Denial of Motion for Relief from Stay is Final and Appealable

Posted by NCBRC - January 16, 2020

In a unanimous decision, the Supreme Court held that a bankruptcy court’s denial of a motion for relief from stay constitutes a final, appealable order under section 158(c)(2). Ritzen Group, Inc. v. Jackson Masonry, LLC, No. 18-938, 589 U.S. ___ (2020). NACBA filed an amicus brief in support of the Respondent.

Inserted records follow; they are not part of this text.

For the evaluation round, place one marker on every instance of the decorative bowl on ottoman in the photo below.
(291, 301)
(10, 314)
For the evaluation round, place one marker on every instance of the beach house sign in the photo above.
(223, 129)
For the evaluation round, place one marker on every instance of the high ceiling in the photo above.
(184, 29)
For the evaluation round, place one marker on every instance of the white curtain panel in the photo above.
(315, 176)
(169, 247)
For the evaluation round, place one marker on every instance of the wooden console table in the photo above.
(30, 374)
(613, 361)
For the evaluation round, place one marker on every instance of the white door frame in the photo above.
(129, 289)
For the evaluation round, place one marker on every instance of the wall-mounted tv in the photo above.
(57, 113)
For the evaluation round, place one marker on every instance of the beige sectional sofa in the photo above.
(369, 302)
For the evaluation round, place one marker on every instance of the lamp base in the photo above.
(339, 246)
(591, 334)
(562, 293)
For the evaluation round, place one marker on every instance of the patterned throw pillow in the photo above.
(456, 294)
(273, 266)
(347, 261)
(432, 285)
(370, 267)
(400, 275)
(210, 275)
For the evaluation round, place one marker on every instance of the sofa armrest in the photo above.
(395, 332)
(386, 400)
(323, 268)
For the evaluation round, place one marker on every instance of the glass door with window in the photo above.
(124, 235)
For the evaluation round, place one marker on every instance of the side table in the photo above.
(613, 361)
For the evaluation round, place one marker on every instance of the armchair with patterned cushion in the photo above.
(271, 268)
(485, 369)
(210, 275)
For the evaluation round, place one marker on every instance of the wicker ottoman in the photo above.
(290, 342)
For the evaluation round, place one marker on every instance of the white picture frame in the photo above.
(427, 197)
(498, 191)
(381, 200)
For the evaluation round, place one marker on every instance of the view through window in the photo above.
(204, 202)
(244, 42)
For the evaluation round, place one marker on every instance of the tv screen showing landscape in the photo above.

Ritzen Group and Jackson Masonry entered into a land-sales contract. The deal fell through and Ritzen filed suit against Jackson in Tennessee state court for breach of contract. On the eve of trial, Jackson filed for chapter 11 bankruptcy. Ritzen sought relief from stay to allow the state civil trial to go forward. The court denied the motion, and Ritzen did not appeal. After a hearing in which it found Ritzen at fault for the failure of the contract, the bankruptcy court also disallowed Ritzen’s claim against the bankruptcy estate. Ritzen then appealed to the district court challenging both the denial of the motion for relief from stay and the ruling on the contract dispute. The district court found the relief from stay appeal was untimely, and ruled against Ritzen on the merits of the contract appeal. The Sixth Circuit affirmed. In re Jackson Masonry, LLC, 906 F. 3d 494 (2018).

The Supreme Court accepted the appeal to determine whether the lower courts correctly found that denial of relief from stay constitutes a final, appealable order. In finding that it does, the Court discussed significant differences between civil litigation, where, in the interest of judicial economy, appeals are generally not ripe until the entire case is concluded and the court is left only with implementation of its decision, and bankruptcy cases which may involve numerous discrete actions each of which could be brought alone were it not for the umbrella of the bankruptcy structure. Because of this unique structure, the resolution of one action such as a motion for relief from stay, may have a significant impact on the ongoing bankruptcy case. For that reason, judicial economy supports early resolution of appeals.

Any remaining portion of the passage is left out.